Quem transita pelo Campus de Ondina e passa pelo Instituto de Química para chegar em Geociências pode observar a quantidade de plantas que florescem nos fundos do Instituto. O “caminho verde” leva até a planta piloto de compostagem. Orgulhoso, o professor Petronílio mostra a diversidade de plantas que crescem no entorno: “foram todas plantadas com nosso adubo”.
Atualmente, além da UFBA, o outro destino do adubo é a Escola Parque, no bairro de Caixa D’Água. Foram firmadas parcerias com a Associação Kilombo do Kioiô, em frente ao Parque São Bartolomeu, e com o Centro Social Maria Menina Criança Flor de Lis, localizada no Alto da Terezinha, que devem começar a receber o adubo ainda este ano. A professora Zenis diz que “quem conhece o produto quer receber”, mas, devido à capacidade limitada de produção e distribuição, é preciso fazer uma seleção para poder atender a todos.
Projeto Ameaçado
Inspirado no projeto de compostagem acelerada desenvolvido pelo Shopping Eldorado, em São Paulo, a professora Zenis decidiu utilizar os mesmos processo e produtos fabricados pela empresa Bioideias, de Minas Gerais. Contudo, no meio do projeto, a empresa não quis mais fornecer o produto. “Tive de estudar durante alguns meses para achar uma saída. No fim, acabei desenvolvendo um novo produto, que se mostrou mais eficiente que o anterior, otimizando o tempo de 3 horas para 40 minutos”.
Em outubro de 2016, ela começou a estudar aceleradores bioinorgânicos para compostagem de resíduos orgânicos provenientes de alimentos, e assim continuar o projeto de extensão iniciado em 2015. Sobre o novo produto, revela não ter a intenção de registrar patente: “pretendo publicar o trabalho para chegar ao maior número possível de pessoas. Quem sabe sirva de incentivo à um maior investimento em plantas de compostagem acelerada”.
O professor Petronílio reforça: “o lixo orgânico é um dos maiores vetores de doenças nas grandes cidades e, além de atrair roedores e insetos, libera gases nocivos na atmosfera potencializando o efeito estufa”. Com a expansão dos grandes centros urbanos, encontrar locais adequados para o descarte do lixo produzido é um enorme desafio para a administração pública. “O processo de compostagem por leira é o mais comum, porém, demora 120 dias e necessita de uma grande área”, observa o professor.
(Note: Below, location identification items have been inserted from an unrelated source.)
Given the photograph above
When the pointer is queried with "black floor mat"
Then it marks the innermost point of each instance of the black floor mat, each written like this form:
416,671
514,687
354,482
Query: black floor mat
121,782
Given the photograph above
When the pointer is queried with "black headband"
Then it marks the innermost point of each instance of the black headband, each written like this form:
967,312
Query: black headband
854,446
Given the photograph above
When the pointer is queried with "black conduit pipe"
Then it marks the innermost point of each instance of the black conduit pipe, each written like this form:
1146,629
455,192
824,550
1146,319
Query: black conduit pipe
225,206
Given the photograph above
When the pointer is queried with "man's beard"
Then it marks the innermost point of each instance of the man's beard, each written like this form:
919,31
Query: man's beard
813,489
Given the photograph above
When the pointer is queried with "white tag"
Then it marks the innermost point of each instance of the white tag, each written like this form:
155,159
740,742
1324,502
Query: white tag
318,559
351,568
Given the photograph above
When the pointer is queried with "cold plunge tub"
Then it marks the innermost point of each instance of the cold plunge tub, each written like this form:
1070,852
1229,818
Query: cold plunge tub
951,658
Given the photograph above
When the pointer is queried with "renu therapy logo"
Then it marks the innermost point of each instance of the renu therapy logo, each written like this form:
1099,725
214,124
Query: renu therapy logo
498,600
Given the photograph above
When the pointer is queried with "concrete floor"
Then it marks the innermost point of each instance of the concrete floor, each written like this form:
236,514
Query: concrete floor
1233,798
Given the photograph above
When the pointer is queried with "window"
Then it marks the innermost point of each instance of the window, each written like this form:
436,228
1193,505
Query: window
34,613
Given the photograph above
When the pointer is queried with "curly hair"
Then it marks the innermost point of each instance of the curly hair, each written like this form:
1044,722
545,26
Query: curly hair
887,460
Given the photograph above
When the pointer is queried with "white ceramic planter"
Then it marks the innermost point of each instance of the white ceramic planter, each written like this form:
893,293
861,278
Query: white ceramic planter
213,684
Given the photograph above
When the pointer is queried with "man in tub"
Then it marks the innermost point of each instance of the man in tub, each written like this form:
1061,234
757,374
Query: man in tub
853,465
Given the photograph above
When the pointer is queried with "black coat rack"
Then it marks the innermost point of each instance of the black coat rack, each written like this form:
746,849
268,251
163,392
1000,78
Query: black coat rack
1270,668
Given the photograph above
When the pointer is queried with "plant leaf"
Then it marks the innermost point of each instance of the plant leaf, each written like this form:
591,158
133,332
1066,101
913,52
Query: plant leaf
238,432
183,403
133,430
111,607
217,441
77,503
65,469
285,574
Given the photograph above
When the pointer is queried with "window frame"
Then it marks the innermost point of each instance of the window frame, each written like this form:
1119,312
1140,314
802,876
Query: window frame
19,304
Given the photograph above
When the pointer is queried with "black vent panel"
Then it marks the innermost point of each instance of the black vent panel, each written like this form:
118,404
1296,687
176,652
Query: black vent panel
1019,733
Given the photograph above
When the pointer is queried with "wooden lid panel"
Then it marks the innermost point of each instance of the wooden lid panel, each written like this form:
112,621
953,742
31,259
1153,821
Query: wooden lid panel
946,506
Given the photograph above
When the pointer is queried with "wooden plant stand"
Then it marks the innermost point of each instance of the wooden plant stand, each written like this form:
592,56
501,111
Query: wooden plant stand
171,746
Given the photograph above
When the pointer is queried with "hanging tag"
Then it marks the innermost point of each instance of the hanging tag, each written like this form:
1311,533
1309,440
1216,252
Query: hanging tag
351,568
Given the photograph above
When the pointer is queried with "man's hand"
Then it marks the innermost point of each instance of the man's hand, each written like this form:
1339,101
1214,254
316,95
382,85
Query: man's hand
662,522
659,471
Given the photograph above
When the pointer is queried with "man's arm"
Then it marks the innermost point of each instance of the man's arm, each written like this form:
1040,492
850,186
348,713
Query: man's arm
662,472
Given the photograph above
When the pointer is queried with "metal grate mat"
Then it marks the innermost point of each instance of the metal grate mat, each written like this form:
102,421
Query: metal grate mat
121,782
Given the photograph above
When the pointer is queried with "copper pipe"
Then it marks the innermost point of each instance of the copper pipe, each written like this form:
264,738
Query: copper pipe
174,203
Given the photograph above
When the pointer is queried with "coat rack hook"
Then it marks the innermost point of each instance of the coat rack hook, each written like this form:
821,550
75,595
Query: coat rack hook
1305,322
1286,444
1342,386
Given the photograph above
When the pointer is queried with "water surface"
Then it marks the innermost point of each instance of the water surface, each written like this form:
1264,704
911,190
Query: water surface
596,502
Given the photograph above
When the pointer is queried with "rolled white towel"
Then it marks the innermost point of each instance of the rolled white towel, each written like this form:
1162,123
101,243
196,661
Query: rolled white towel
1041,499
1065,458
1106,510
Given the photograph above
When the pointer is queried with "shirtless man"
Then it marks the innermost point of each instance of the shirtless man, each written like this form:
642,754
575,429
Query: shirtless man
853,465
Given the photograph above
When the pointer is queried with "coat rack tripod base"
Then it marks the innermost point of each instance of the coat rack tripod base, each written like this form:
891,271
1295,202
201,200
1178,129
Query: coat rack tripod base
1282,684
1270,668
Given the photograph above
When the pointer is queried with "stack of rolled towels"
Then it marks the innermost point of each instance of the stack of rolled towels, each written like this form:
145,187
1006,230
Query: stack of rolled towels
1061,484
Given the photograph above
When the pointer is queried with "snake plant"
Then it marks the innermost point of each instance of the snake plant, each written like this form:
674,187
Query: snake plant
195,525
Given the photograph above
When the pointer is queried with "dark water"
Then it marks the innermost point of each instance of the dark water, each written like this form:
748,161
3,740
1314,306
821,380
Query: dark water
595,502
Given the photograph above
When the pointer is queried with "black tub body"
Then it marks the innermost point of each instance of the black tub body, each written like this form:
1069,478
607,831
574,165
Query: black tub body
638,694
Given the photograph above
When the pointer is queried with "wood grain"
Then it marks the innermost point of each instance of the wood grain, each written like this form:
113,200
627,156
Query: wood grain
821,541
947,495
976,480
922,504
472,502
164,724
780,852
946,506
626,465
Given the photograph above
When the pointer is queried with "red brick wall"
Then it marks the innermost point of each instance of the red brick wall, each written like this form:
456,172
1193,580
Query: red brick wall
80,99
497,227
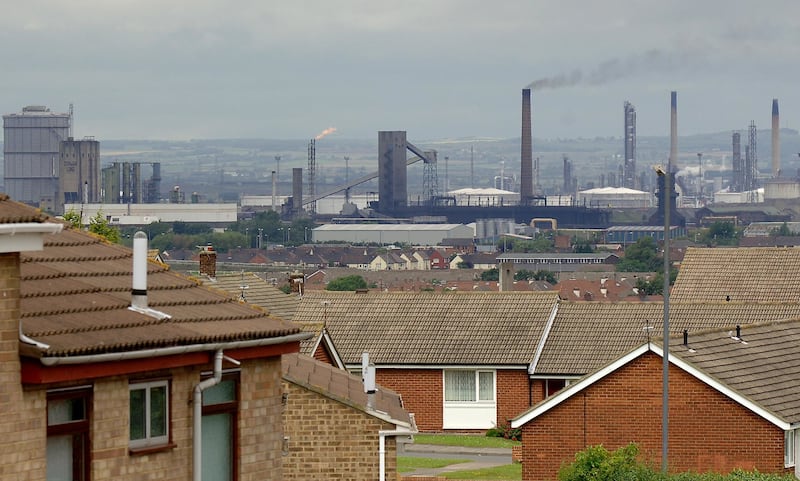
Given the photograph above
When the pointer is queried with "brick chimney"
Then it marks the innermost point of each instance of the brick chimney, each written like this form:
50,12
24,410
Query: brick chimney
208,261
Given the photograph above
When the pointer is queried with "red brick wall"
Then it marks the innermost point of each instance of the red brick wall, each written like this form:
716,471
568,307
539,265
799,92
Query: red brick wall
512,394
707,431
322,354
422,394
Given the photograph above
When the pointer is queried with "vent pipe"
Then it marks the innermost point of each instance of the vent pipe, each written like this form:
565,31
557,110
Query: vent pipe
776,144
139,290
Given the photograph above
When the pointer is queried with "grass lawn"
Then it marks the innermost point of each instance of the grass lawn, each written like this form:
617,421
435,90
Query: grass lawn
509,472
407,464
468,440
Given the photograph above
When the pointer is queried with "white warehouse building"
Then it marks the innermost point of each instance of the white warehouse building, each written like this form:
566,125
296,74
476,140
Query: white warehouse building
619,197
142,214
414,234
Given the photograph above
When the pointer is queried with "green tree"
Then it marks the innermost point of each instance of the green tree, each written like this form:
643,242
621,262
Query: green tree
347,283
99,225
641,256
73,219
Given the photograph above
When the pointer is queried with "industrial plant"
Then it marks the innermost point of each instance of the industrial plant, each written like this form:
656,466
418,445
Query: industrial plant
47,167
Tanto Petronílio quanto Zenis acreditam que a compostagem acelerada é o processo mais adequado e ecológico, por ser rápido e ter um aproveitamento total do resíduo. “Poderiam ser construídas unidades móveis que circulassem pelas feiras da cidade, reaproveitando os resíduos de fim de feira. Isso reduziria o gasto com limpeza urbana”, comenta a professora, já vislumbrando o efeito prático para a cidade.
Exposição em São Paulo
Entre os dias 9 e 14 de julho, aconteceu em São Paulo o 46° Congresso Mundial de Química, organizado pela União Internacional de Química Pura e Aplicada (Iupac), onde o projeto Compostagem Francisco foi apresentado em painel expositivo. Atualmente, o projeto de extensão é composto por 20 estudantes de graduação e 2 de mestrado, em sua maioria do curso de química, mas também dos cursos de nutrição, farmácia e biologia, todos voluntários.